The less generous part of me says it is because of the rah-rah-go-our-team mentality of much of the American populace that has to turn everything into Us vs Them, and having more than one Us or more than one Them, or a third party that isn't either one, is just too much for them to handle.Well with regards to voting, don't complain about the result if you couldn't be bothered to vote. But why hasn't a third party or more managed to gain some traction in the US.
But it is also true that the two major parties have done a pretty darned good job of legislating a degree of security for their own mutual control of the system. Getting at least 5% of the vote guarantees your party's candidate is on the ballot next time - which they always do, but is very hard for a new party or even a smaller established one like the Green or Libertarian parties. Without that guarantee, you have something like $25 million dollars to pay and 7.2 million signatures to get altogether to be on the ballot in all 50 states - and it's a state by state process, also, not something you can just turn in to the Federal Elections Commission one time.

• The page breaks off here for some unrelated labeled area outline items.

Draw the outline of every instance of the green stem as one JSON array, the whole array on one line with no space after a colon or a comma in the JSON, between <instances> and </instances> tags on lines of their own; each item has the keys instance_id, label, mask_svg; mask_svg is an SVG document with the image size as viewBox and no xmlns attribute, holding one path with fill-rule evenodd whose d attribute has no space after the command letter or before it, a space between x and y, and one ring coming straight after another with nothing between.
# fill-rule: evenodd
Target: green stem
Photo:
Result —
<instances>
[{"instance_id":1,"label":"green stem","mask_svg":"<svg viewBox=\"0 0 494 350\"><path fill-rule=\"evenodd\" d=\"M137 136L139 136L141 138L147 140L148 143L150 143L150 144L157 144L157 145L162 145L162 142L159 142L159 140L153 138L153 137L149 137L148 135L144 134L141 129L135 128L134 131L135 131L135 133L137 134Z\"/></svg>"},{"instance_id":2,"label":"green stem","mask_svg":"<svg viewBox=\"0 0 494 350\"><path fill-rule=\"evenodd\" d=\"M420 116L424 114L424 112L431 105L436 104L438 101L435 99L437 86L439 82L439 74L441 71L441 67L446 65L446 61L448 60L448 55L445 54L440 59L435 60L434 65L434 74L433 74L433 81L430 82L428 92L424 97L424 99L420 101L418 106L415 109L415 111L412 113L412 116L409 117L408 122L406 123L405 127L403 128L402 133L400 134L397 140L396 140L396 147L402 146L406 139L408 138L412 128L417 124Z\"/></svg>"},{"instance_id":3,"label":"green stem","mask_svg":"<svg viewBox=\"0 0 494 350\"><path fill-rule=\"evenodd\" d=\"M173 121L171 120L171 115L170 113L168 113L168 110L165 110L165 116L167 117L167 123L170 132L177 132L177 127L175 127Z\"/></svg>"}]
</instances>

And then voters tend to be reluctant to lose whatever seniority and party connections their politician has in the House/Senate to bring benefits (and pork) to their district/state. Everyone says "throw the bastards out" but what they usually actually mean and demonstrate at the polls is "throw all the bastards out except MY bastard".
And THEN, there actually have been a few times when a third party has done well - like Ross Perot and the Reform Party in 1992 - but repeat performance to build on those successes is hard because mostly when that happens, it's really the candidate, not the party. The Reform Party ran Perot again in '96, but at that point he already had the stink of "loser" (and not just a loser, but a loser who had blown his own chances with his choice of Veep and other weird behavior like dropping out and dropping back in, in '92) and was running against a popular incumbent. And then 2000 came and the Reform Party ran Pat Buchanan and the nation mostly either yawned and said "who?" or knew who he was and said "hell no". It being the candidate and not the party was mostly true of Ron Paul with the Libertarians, too. Gary Johnson has only done as well as he has the last two elections (still below 5%) because of the people he was running against, not really his own merits.